Make sure you use fine bulgur for this. Don’t ignore the resting time in the fridge. It is important for the texture of the balls. Serves 4

onions 2, medium
olive oil 4 tbsp
garlic 2 cloves
yellow mustard seeds 1½ tsp
cumin seeds 1½ tsp
curry powder 2 tsp
ground turmeric 1 tsp
vegetable stock 1 litre
lentils 250g, small and red
bulgur wheat 150g, fine
parsley 15g
coriander leaves 10g
mint leaves 10, large
vegetable oil 3 tbsp for frying

For the sauce:
tomatoes 600g
olive oil 2 tbsp
tomato purée 2 tsp
green olives 100g, stoned
pomegranate molasses 1 tbsp

Peel and finely chop the onions. Warm the olive oil in a deep pan with a lid, add the onions and let them cook for 15 minutes over a moderately high heat, until pale and translucent, stirring regularly. Peel and crush the garlic to a paste (I use a pestle and mortar) and stir into the onions. Add the yellow mustard seeds, cumin seeds, curry powder and ground turmeric and continue cooking for a further 3 or 4 minutes until toasty and sticking to the pan. Pour in the vegetable stock, stirring, then bring to the boil and add the lentils.

Lower the heat a little, partially cover with a lid and cook for 10 minutes (there will be very little water left), then stir in the bulgur wheat. Remove from the heat and season generously with salt and black pepper. Finely chop the herbs and stir into the lentils and bulgur wheat, then set aside, covered with the lid for 10 minutes.

Using your hands, roll the mixture into 12 large balls (you will get 12-14 balls at 75-80g a piece), placing them on a tray as you go. Set aside for at least a couple of hours in the fridge.

To make the sauce, roughly chop the tomatoes and put them in a saucepan with the olive oil. Cook over a moderate heat, partially covered with a lid, for 10 minutes until the tomatoes start to collapse and give out their juices. Stir in the tomato purée. Roughly chop the olives. Crush the tomatoes with a fork, then stir in the olives, salt and a little pepper and the molasses. Continue cooking for 5 minutes, then transfer to a large baking dish.

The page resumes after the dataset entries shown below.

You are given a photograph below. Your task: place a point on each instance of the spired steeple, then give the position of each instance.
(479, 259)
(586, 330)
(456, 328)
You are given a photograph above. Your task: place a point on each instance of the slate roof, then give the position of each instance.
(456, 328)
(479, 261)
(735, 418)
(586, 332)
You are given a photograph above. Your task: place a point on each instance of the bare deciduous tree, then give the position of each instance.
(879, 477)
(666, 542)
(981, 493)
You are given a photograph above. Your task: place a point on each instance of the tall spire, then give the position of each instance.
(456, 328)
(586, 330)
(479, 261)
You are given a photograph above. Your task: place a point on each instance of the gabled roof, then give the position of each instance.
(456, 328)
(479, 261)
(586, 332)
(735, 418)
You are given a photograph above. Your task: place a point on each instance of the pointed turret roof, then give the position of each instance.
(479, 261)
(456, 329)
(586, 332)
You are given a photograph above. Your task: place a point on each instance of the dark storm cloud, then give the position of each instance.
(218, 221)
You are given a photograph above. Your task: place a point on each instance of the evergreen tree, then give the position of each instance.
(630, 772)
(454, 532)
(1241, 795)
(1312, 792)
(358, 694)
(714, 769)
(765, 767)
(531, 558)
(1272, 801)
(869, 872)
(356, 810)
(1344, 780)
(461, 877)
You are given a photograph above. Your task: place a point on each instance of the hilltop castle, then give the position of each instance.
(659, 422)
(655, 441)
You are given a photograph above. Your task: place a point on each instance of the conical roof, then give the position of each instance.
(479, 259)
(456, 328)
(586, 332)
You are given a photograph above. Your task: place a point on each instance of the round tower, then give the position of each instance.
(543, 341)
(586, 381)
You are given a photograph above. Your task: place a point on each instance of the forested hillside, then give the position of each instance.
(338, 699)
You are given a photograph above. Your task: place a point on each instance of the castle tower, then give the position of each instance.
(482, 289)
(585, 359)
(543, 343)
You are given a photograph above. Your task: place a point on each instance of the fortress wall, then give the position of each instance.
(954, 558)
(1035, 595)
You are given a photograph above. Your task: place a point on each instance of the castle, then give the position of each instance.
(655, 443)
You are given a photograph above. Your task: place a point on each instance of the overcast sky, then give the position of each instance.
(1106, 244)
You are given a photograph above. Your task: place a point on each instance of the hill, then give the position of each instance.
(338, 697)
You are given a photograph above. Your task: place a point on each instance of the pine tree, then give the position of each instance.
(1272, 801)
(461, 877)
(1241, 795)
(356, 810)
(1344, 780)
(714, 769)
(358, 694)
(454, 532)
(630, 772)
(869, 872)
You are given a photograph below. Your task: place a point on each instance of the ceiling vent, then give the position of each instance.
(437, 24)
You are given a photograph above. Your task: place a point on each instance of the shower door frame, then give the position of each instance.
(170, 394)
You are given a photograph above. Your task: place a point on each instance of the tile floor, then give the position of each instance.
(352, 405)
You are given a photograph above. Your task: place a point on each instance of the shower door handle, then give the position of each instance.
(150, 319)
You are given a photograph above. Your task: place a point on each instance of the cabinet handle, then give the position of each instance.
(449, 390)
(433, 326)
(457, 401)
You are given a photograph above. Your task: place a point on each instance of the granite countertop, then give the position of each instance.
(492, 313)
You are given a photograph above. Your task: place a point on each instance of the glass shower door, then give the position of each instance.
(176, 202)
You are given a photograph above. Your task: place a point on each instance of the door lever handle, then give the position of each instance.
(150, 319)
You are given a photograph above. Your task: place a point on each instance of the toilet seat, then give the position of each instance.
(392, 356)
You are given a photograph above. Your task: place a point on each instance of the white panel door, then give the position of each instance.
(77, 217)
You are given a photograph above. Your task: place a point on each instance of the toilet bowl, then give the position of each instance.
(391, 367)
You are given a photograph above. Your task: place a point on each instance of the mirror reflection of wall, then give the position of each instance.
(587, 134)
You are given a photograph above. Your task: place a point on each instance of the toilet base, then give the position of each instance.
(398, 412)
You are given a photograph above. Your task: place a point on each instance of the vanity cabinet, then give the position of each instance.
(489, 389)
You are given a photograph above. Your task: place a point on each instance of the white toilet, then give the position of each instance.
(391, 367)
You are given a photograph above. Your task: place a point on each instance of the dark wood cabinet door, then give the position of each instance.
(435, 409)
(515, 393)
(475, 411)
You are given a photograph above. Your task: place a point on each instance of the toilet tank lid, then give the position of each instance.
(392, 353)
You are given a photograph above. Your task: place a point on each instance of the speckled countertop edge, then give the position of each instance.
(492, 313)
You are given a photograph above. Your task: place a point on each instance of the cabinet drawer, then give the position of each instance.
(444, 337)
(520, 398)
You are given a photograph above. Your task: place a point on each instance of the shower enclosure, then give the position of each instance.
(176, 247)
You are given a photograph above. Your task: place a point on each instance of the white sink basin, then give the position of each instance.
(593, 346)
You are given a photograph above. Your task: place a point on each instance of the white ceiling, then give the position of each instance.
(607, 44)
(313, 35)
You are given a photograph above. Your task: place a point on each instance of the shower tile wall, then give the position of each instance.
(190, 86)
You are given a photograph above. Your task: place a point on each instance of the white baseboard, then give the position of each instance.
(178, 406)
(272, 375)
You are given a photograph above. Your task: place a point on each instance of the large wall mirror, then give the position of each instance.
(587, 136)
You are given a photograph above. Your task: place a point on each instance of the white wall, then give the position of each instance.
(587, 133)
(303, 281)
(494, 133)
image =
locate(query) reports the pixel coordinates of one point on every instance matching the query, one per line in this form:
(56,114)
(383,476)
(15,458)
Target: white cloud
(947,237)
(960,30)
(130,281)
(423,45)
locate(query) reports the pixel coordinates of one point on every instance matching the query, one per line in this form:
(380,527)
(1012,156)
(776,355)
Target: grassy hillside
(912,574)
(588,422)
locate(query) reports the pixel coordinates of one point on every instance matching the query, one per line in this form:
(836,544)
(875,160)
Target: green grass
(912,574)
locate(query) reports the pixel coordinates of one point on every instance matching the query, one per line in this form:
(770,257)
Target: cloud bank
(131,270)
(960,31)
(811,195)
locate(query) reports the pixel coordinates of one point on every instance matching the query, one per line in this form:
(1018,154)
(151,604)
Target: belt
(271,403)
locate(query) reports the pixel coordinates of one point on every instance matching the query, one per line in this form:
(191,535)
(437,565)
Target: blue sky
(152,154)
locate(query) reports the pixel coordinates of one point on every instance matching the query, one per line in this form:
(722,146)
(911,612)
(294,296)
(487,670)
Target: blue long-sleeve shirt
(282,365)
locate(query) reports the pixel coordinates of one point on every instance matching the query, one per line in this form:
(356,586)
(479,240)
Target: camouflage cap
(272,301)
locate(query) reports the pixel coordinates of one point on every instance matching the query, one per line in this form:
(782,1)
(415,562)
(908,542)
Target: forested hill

Set the oven at 200C/gas mark 6. Warm a thin pool of vegetable oil (about 3 tbsp) in a shallow pan over a moderate heat, then fry the balls for about 4 minutes on each side, watching them carefully, until golden, then transfer them to the baking dish, cover and place in the oven for 30 minutes.

Pea soup with ham hock and herbs

‘The bright green notes of the pea soup fill us with hope for the new season’: pea soup with ham hock and herbs. Photograph: Jonathan Lovekin/The Observer

You will have more than enough ham for 4. Keep the remainder for the next day, for sandwiches, perhaps with English mustard, watercress and cucumber. The ham cooking liquor will have done its work, but you could keep the remainder for a soup risotto. Serves 4

ham hock 1 kg, bone in
bay leaves 3
black peppercorns 6
cloves 3
peas 450g, frozen
garlic 1 large clove
parsley leaves 10g
chives 1 tbsp, chopped
basil leaves 20

Put the ham hock in a deep pan with just enough water to cover, bring to the boil, skim off the froth that rises to the surface, then add the bay leaves, peppercorns and cloves. Turn the heat down so the liquid simmers. Partially cover the pan with a lid and leave, with the occasional turn, for 45-50 minutes or so, until the ham is cooked through to the bone.

Remove the ham from the liquor and remove the aromatics with a draining spoon. Transfer 1 litre of the liquor into another pan. Bring to the boil, add the peas and garlic, and cook for 5 minutes or so, until the peas are tender. Add half the parsley, chives and the basil leaves to the peas, cook for a minute or so longer, then process in small batches in a blender to give a thick, green soup. Grind in a little black pepper. The soup is unlikely to need salt, but taste to check.

Remove and discard the thick layer of fat from the ham and tear into generous, spoon-sized pieces. Roughly chop a few more herbs, then roll the ham in them. Press firmly so the herbs stick to the meat. Ladle the soup into bowls and add the ham.